Assuming that the ship-based estimate presented here is accurate, the aerial is then biased low, which can be explained by a number of reasons. First, aerial surveys conducted using passing mode tend to underestimate group size. This is clearly visible in Table 7, where mean group sizes estimated from aircrafts ranged from 1.52 to 1.79 while estimates from vessel surveys ranged from 1.81 to 1.95. A comparison of estimates of mean group sizes from the 2008 aerial (1.59 individuals/group, CV = 0.069) and ship surveys (1.89 individuals/group, CV = 0.025) reveal that the former is 19% lower and that the two estimates are significantly different (t = 45.24, df = 391, p < 0.001). Second, aerial surveys rarely meet the line transect sampling assumption that detection on the trackline is certain and require the development of correction factors to account for availability and perception biases (sensu [34]) that may cause underestimation in abundance [46]. The aerial surveys conducted off Brazil for humpback whales were only corrected for availability bias. Although perception bias is typically assumed to be low in aerial surveys for large whales, if not accounted for, may be a considerable source of abundance underestimation [47]. Additionally, the inclusion of a correction factor adds another source of uncertainty in the estimates [46].

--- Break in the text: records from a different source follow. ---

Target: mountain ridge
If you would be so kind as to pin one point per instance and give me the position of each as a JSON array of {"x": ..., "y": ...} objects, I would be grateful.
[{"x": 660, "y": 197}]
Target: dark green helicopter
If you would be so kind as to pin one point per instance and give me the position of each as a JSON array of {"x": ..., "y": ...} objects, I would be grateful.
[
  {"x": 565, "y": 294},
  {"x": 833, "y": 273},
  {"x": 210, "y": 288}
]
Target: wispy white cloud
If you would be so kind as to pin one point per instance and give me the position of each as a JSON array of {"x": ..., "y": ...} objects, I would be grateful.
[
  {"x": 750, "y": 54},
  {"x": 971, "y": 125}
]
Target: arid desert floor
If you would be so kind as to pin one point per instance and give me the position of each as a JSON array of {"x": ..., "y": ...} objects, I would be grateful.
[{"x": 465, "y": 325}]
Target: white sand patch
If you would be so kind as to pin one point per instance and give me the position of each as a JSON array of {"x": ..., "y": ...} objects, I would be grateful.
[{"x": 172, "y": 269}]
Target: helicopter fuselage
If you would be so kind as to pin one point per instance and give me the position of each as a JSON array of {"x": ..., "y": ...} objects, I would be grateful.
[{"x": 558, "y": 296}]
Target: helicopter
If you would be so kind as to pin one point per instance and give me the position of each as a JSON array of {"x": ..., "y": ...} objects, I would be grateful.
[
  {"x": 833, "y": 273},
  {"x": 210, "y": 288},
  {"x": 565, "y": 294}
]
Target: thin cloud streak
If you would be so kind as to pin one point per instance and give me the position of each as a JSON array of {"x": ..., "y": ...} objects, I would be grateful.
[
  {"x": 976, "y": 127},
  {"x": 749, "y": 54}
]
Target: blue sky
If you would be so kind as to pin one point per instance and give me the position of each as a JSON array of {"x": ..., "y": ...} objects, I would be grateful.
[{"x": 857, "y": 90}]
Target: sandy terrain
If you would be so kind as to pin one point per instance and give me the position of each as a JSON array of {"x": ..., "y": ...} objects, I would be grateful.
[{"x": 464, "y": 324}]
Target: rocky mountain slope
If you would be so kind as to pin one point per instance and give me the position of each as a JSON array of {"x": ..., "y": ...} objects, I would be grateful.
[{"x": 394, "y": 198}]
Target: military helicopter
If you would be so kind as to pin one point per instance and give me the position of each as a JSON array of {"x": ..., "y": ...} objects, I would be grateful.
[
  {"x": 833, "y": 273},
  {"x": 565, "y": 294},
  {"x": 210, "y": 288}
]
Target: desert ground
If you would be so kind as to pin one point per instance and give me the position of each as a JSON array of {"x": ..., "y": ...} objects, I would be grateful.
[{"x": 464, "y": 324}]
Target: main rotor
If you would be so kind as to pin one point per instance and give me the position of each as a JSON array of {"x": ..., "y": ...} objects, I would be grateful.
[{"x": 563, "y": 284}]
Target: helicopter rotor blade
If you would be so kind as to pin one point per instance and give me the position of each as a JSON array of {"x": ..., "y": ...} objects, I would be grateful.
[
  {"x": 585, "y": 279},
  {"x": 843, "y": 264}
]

For the aerial survey conducted off Brazil in 2008 (study 9, Table 7), perception bias could have been magnified because of changes in the survey methodology. Previous surveys (2001‒2005) were carried out at altitudes of 500 feet (152.4 m) [15,32], while the 2008 one was carried out at an altitude of 1000 feet (304.8 m) [33]. This change in altitude could have led to an increased number of missed sightings because whale groups become a smaller target to observers trained to search for whales with the aircraft flying closer to the ground.

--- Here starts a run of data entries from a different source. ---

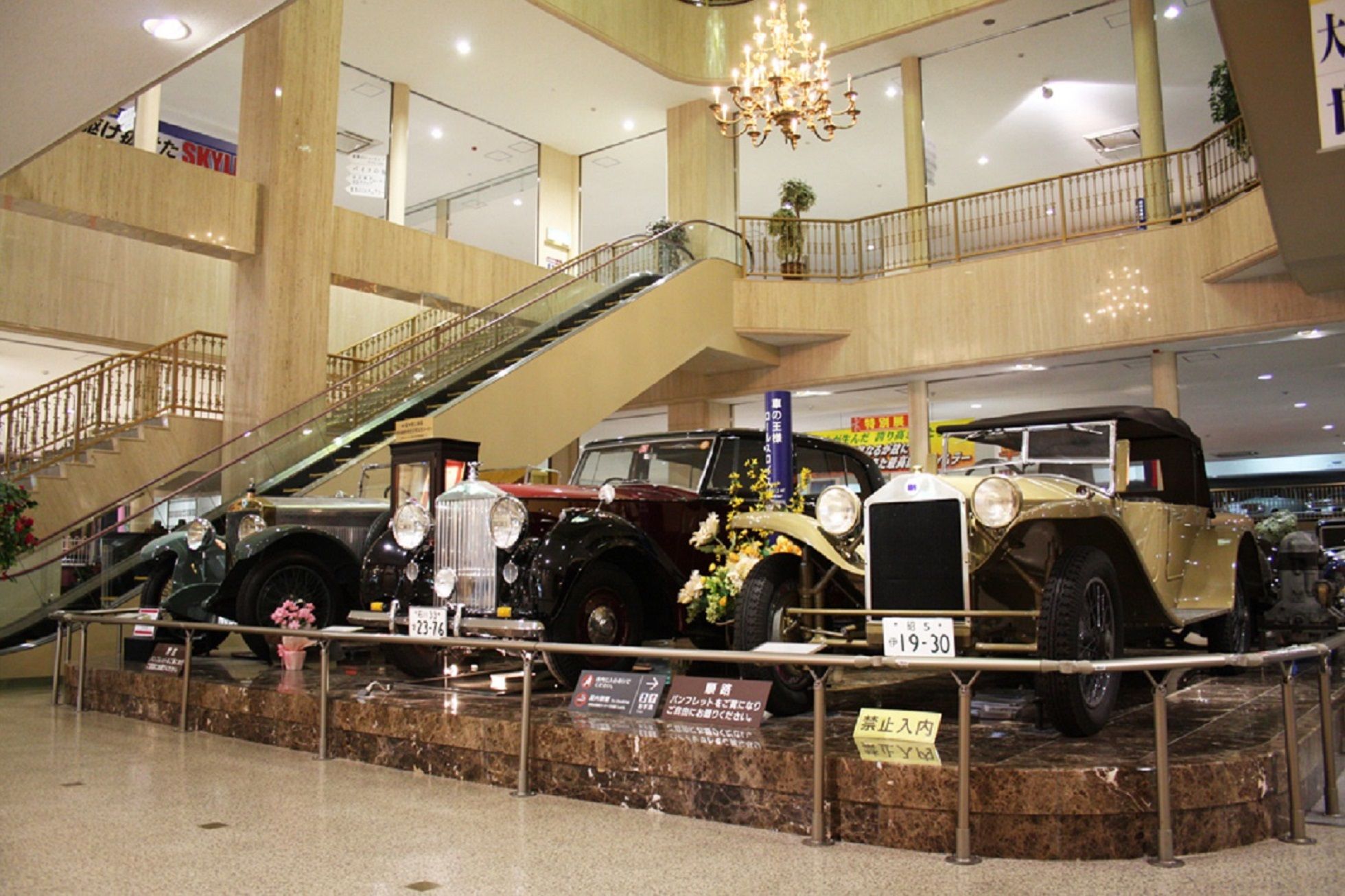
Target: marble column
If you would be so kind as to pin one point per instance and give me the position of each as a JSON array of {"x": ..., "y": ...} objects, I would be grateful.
[
  {"x": 703, "y": 167},
  {"x": 287, "y": 143},
  {"x": 397, "y": 154},
  {"x": 915, "y": 241},
  {"x": 1162, "y": 369},
  {"x": 917, "y": 424},
  {"x": 557, "y": 205},
  {"x": 1149, "y": 97}
]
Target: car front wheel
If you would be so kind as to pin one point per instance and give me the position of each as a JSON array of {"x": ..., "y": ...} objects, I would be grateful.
[{"x": 1080, "y": 620}]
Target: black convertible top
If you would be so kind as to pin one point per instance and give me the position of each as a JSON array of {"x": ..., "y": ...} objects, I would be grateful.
[{"x": 1133, "y": 421}]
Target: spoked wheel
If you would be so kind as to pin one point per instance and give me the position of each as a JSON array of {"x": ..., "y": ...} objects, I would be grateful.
[
  {"x": 603, "y": 609},
  {"x": 288, "y": 575},
  {"x": 1080, "y": 620},
  {"x": 770, "y": 589},
  {"x": 155, "y": 592}
]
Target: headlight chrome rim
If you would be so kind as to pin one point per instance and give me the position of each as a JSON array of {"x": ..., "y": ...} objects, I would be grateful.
[
  {"x": 508, "y": 516},
  {"x": 250, "y": 525},
  {"x": 996, "y": 502},
  {"x": 410, "y": 523},
  {"x": 198, "y": 532},
  {"x": 839, "y": 510}
]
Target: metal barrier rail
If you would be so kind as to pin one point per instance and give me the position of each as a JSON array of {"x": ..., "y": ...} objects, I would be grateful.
[{"x": 1285, "y": 657}]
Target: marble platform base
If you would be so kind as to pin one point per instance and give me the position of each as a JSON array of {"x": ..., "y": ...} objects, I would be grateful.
[{"x": 1033, "y": 792}]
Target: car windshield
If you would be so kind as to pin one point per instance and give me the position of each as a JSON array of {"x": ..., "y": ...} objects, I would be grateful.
[
  {"x": 664, "y": 463},
  {"x": 1079, "y": 451}
]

The correction factor for availability bias computed by Andriolo et al. [32] and extended or adapted to subsequent abundance estimates obtained through aerial surveys off Brazil (studies 4–9, Table 7) was calculated based on surface and dive times taken from a shore-based observation platform in the Abrolhos Archipelago [32]. Because animals in shallow waters tend to spend more time at the surface when compared to animals at deeper waters, their sample is likely to be biased, and the mean surface time when extrapolated for the population is probably overestimated. In addition mother-calf groups were more represented (77%) on their sample. This class of group is also likely to spend more time near the surface than, for example, solitary animals or groups of mother, calf and one escort [4850]. These issues may lead to an overestimation of availability bias, and when correction factors are applied to data collect in areas including deeper water habitats, resultant abundances will be underestimated. The same problem applies when the correction is applied to groups without calves, which correspond to the majority of the sightings detected from those aerial surveys. The proportion of groups with calves ranged between only 4% and 13.7% in Andriolo et al. [15] and in Wedekin [33], respectively. A positive bias in the correction factor, could partly explain the much lower point estimate computed from the aerial survey in 2008 in comparison to the one presented here for the same year. On the other hand, the use of surface and dive times taken from an observation point on land may lead to overestimation of abundances if correction factors for availability bias are underestimated. Cetaceans are expected to be seen from airplanes not only when they are at the surface, but in a certain depth range [47,51]. Therefore the use of dive and surface times collected from a shore-based platform to correct for availability bias in aerial surveys often leads to underestimation of the availability-related correction factor [52], with consequential positive bias in the estimates of abundance.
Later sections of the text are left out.